La febbre della concorrenza leghista sale di giorno in giorno tra i grillini. E spinge il loro attuale capo politico verso una deriva estremista, che, paradossalmente, è l’opposto della rappresentazione (come forza tranquilla e pronta alla mediazione) che lo stesso Luigi Di Maio ha offerto nell’ultima campagna elettorale e, in parte, anche nella fase di formazione del governo giallo-verde. 

Gli esempi della temperatura che cresce e produce mosse, uscite e scelte improvvide e radicalizzate si sono moltiplicati nelle recenti settimane via via che il leader dei 5 Stelle si è sentito sempre più stretto tra la morsa di Matteo Salvini e quella di Alessandro Di Battista

Eppure, proprio un esito di estremismo crescente di questa natura e di tal fatta rischia di innescare e di alimentare una spirale perversa e autolesionista che allontana gli elettori grillini più consapevoli e «moderati» e, semmai, li spinge addirittura verso la Lega o verso il non voto. Prendiamo il caso della Tav e di Torino. È del tutto evidente che l’elezione di Chiara Appendino, come anche il significativo risultato del Movimento alle Politiche, è stato determinato prevalentemente dalla conquista di elettori «mediani» , disillusi dai vecchi partiti, in cerca di una nuova offerta e comunque desiderosi di lanciare un messaggio di scontento alla classe politica d’antan. Ma non è che di colpo, tutti questi elettori, siano diventati No-Tav, no grandi-opere, favorevoli alla decrescita felice e ad altre amenità del grillismo duro e puro, ma soprattutto settario e «infantile». Talché è legittimo immaginare che, di fronte alla prima, alla seconda, alla terza scelta radicalizzata e velleitaria questa larga fascia di elettori grillini «in prova» si stia allontanando. 
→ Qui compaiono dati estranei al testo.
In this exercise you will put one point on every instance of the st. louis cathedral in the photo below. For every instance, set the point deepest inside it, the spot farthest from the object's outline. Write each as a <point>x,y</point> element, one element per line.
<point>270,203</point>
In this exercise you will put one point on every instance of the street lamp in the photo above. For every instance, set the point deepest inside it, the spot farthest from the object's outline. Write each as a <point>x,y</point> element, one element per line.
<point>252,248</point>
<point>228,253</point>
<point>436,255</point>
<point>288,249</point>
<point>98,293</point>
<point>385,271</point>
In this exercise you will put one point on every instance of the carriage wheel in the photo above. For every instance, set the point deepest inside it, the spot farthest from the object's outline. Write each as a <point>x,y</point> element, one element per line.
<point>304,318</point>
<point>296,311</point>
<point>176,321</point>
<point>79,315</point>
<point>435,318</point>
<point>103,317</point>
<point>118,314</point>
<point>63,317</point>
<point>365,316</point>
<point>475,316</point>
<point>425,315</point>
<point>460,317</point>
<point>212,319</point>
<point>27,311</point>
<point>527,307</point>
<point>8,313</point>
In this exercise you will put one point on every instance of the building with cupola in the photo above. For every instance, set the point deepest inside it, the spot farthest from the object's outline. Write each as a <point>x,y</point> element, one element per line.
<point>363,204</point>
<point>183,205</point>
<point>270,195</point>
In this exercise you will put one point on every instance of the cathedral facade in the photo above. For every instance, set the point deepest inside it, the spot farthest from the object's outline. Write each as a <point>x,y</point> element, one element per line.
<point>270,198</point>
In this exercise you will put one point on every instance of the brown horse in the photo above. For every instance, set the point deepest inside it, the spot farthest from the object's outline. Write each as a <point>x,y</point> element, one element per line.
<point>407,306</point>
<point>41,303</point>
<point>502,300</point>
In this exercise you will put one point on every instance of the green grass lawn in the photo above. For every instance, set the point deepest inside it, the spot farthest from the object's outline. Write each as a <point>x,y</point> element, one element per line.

Lo stesso meccanismo è scattato ed è in atto su almeno altri tre, quattro fronti dell’azione del governo di matrice stellata. È il caso del reddito di cittadinanza che, configurato come sussidio assistenzialista, sta mettendo in fuga una larga fetta dei voti «gialli» al Nord. Ma è anche il caso del cosiddetto decreto Dignità che, con il suo carico di sinistrismo vincolistico, ha avuto il solo effetto di far deprimere il mercato del lavoro. Né è da sottovalutare la rincorsa iper-giustizialista sulla prescrizione o su ambiti annessi e connessi. Insomma, con l’identitarismo fine a se stesso si può fare opposizione, ma per vincere e governare serve il realismo delle mediazioni. Quello che ha incarnato lo stesso Di Maio in campagna elettorale. Salvo buttarlo alle ortiche quando più gli serviva.